Taucher von DRLG und Feuerwehr fanden den gesunkenen Bagger wenig später tatsächlich in 2,50 Tiefe auf dem Grund des Sees. „Er liegt schräg auf dem Grund des Sees,“ bestätigte Kreisfeuerwehrsprecher Stefan Braun. Wie viel Diesel sich wirklich im Bagger befindet und ob die Tanks leck geschlagen sind, konnte gestern noch nicht abschließend geklärt werden.

Einen leichten Ölfilm auf dem Wasser banden die Helfer mit Bindemitteln ab und legten eine Ölsperre. „Öl tritt aus, aber nicht in größeren Mengen“, konnte Stefan Braun gegen Abend berichten. Mit dem Abstreuen und Binden des Ölfilms war die Arbeit der Einsatzkräfte zur Gefahrenabwehr und Schadensminimierung nach fünf Stunden beendet.

Menschen kamen bei dem Unglück nicht zu Schaden, den Sachschaden allerdings beziffert Polizeisprecher Rainer Bohmbach auf mindestens eine halbe Million Euro. Ob ein technischer Defekt oder gar Sabotage das schwere Gerät zum Sinken gebracht haben, ist bislang noch völlig offen. Indizien, die auf ein Einwirken von außen deuten, hat die Polizei bislang nicht gefunden. Die Ursache wird jedoch erst in einiger Zeit feststehen, wenn der Bagger gehoben und gründlich untersucht worden ist, sagt Bohmbach.

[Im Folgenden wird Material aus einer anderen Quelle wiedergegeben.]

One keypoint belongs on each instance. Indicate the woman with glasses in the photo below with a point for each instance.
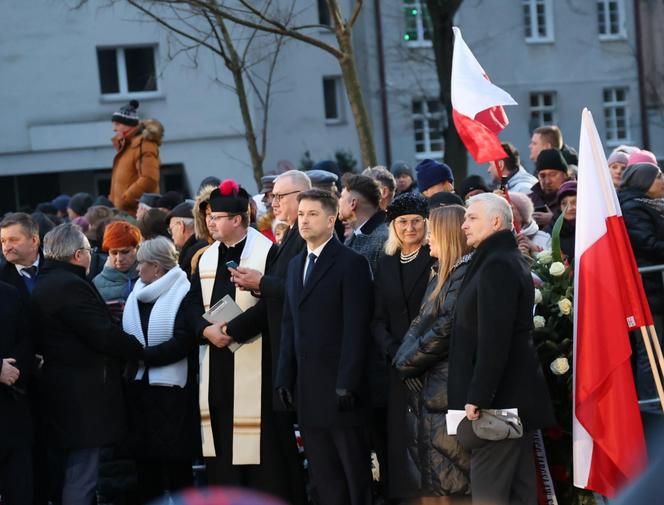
(400, 281)
(119, 275)
(443, 465)
(163, 403)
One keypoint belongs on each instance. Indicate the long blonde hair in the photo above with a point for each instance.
(445, 225)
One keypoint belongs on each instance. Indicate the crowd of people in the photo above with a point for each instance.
(369, 306)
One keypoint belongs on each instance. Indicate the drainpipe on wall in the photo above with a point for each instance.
(643, 111)
(383, 84)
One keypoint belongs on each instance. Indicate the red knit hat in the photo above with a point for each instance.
(120, 234)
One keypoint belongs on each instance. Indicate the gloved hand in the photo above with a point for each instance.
(286, 398)
(345, 400)
(413, 384)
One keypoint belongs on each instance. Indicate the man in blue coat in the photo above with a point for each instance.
(325, 337)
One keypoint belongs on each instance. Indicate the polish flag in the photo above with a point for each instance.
(609, 448)
(477, 105)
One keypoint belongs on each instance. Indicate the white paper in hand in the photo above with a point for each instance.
(224, 311)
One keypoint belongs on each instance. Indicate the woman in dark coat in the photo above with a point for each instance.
(164, 434)
(421, 360)
(400, 281)
(640, 197)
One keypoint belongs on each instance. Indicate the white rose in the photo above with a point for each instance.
(557, 269)
(538, 296)
(545, 257)
(559, 366)
(565, 306)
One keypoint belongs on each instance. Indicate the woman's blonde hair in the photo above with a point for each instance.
(445, 224)
(393, 244)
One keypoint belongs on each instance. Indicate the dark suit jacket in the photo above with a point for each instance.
(10, 275)
(325, 335)
(15, 421)
(266, 314)
(84, 352)
(493, 363)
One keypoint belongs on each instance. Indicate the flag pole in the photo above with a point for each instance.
(653, 365)
(657, 372)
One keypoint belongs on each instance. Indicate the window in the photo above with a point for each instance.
(418, 23)
(542, 109)
(616, 121)
(538, 20)
(324, 13)
(332, 99)
(428, 128)
(127, 71)
(610, 19)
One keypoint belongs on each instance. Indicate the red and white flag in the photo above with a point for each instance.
(477, 105)
(609, 448)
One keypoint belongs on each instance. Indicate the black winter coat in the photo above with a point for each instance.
(644, 220)
(15, 420)
(82, 399)
(165, 420)
(443, 463)
(493, 363)
(398, 295)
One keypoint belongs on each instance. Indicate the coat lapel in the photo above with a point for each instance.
(323, 264)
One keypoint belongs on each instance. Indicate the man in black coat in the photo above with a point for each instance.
(19, 234)
(493, 363)
(268, 313)
(325, 337)
(16, 438)
(81, 390)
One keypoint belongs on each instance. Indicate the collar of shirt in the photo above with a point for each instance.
(318, 249)
(19, 268)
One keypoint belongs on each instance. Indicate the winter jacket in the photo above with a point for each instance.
(644, 220)
(443, 464)
(135, 167)
(115, 285)
(521, 181)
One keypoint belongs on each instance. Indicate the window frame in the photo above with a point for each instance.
(622, 30)
(534, 37)
(339, 97)
(123, 83)
(541, 109)
(610, 108)
(425, 116)
(419, 23)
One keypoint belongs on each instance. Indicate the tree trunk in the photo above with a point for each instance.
(355, 97)
(442, 18)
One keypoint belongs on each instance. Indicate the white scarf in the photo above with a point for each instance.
(168, 291)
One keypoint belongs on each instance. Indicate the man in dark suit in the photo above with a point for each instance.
(16, 438)
(19, 234)
(493, 363)
(81, 391)
(325, 337)
(268, 313)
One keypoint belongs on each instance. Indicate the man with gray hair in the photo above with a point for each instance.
(81, 391)
(493, 363)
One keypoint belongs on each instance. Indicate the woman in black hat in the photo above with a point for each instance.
(400, 280)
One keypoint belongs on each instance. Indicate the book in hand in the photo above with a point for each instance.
(224, 311)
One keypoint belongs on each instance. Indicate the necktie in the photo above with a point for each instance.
(29, 277)
(310, 267)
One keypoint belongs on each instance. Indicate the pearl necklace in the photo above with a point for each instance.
(407, 258)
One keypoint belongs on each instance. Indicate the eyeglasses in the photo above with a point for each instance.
(218, 217)
(276, 197)
(405, 223)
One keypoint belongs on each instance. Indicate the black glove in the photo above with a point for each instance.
(345, 400)
(286, 398)
(413, 384)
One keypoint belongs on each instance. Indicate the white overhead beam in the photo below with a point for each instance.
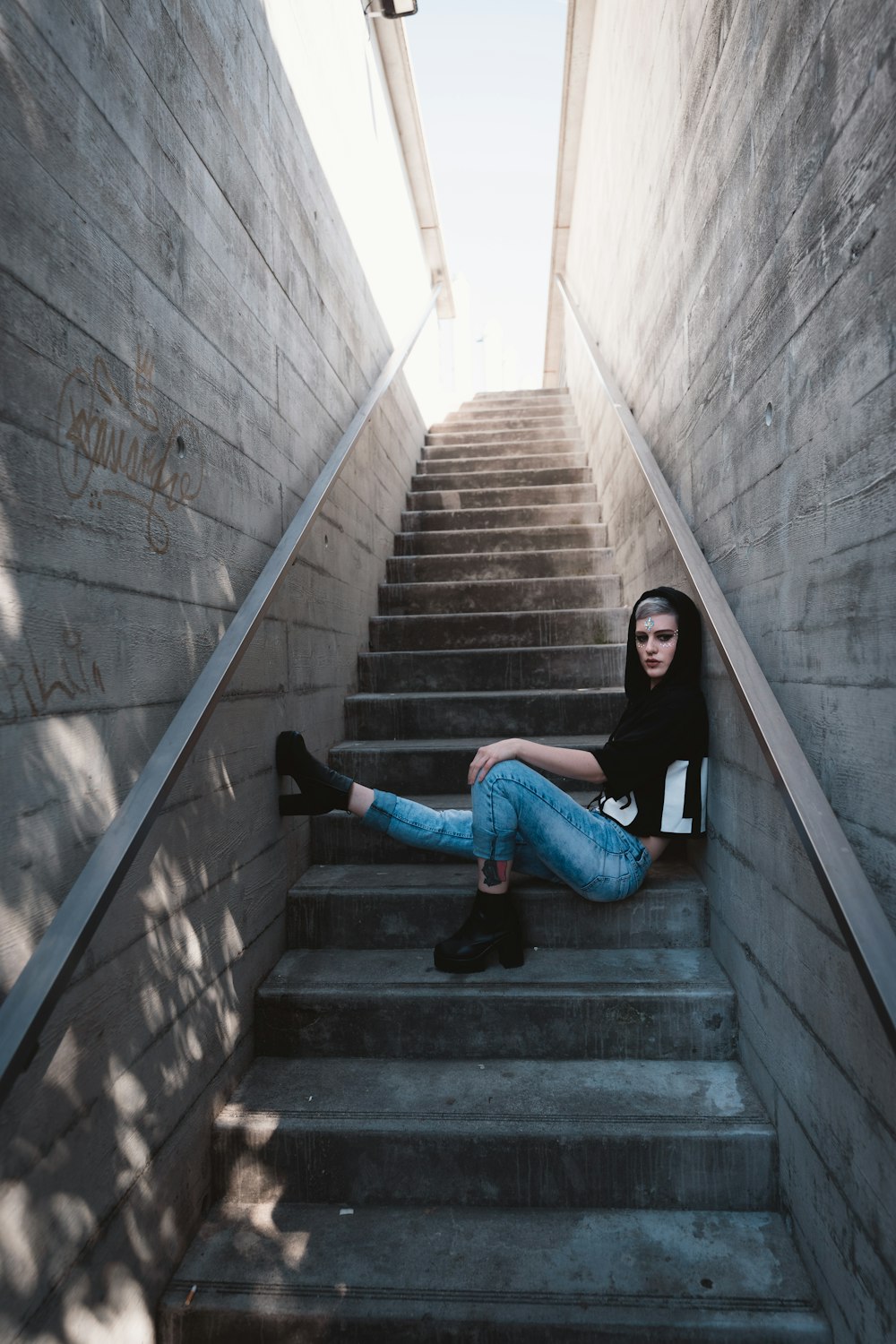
(575, 74)
(400, 80)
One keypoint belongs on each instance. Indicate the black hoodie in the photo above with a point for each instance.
(656, 757)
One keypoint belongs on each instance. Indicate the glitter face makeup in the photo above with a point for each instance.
(656, 644)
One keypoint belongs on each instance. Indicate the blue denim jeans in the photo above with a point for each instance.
(520, 814)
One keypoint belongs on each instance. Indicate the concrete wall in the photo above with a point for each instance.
(179, 288)
(732, 249)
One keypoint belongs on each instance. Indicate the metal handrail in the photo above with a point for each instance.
(45, 978)
(852, 900)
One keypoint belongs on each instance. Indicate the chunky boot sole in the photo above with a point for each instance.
(282, 755)
(508, 948)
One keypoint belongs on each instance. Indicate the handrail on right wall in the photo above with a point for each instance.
(852, 900)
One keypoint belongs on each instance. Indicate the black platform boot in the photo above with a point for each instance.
(490, 926)
(323, 789)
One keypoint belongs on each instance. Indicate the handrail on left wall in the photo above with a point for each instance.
(47, 972)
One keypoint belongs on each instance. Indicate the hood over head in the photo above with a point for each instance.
(684, 668)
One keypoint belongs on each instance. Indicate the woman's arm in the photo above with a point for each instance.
(567, 761)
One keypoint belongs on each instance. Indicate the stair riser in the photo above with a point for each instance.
(487, 596)
(503, 435)
(520, 496)
(676, 1024)
(656, 917)
(514, 564)
(497, 516)
(520, 402)
(500, 539)
(497, 631)
(512, 449)
(338, 840)
(512, 478)
(427, 1319)
(492, 669)
(398, 718)
(530, 462)
(497, 1166)
(557, 410)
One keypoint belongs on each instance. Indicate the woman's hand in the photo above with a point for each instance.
(487, 757)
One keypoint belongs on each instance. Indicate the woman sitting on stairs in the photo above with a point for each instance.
(651, 776)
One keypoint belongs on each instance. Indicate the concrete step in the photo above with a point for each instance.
(562, 1004)
(536, 1133)
(513, 394)
(341, 839)
(498, 516)
(556, 416)
(408, 905)
(430, 1276)
(501, 480)
(557, 403)
(517, 496)
(484, 714)
(504, 564)
(498, 629)
(492, 540)
(512, 594)
(493, 669)
(505, 462)
(552, 430)
(493, 452)
(425, 766)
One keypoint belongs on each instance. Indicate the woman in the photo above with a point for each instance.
(651, 774)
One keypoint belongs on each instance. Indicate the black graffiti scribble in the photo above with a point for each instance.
(30, 683)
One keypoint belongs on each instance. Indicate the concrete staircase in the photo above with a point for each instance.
(563, 1152)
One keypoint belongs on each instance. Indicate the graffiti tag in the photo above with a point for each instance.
(31, 683)
(102, 430)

Für die Firma Bunte und den Baufortschritt der A 26 im dritten Abschnitt zwischen Buxtehude und Neu Wulmstorf wird der gesunkene Bagger allerdings spürbare Folgen haben: Ein Bergungsunternehmen muss das tonnenschwere Gerät mit Pontons vom Grund des Baggersees heben, der Spülbetrieb wird auf unabsehbare Zeit unterbrochen werden. 4000 Kubikmeter Sand hatte „Pirat 5“ in den vergangenen Wochen Tag für Tag für den Vorbelastungsdamm der A 26 nach Rübke gespült. Bis Mitte 2018 sollte der Spülbetrieb laufen.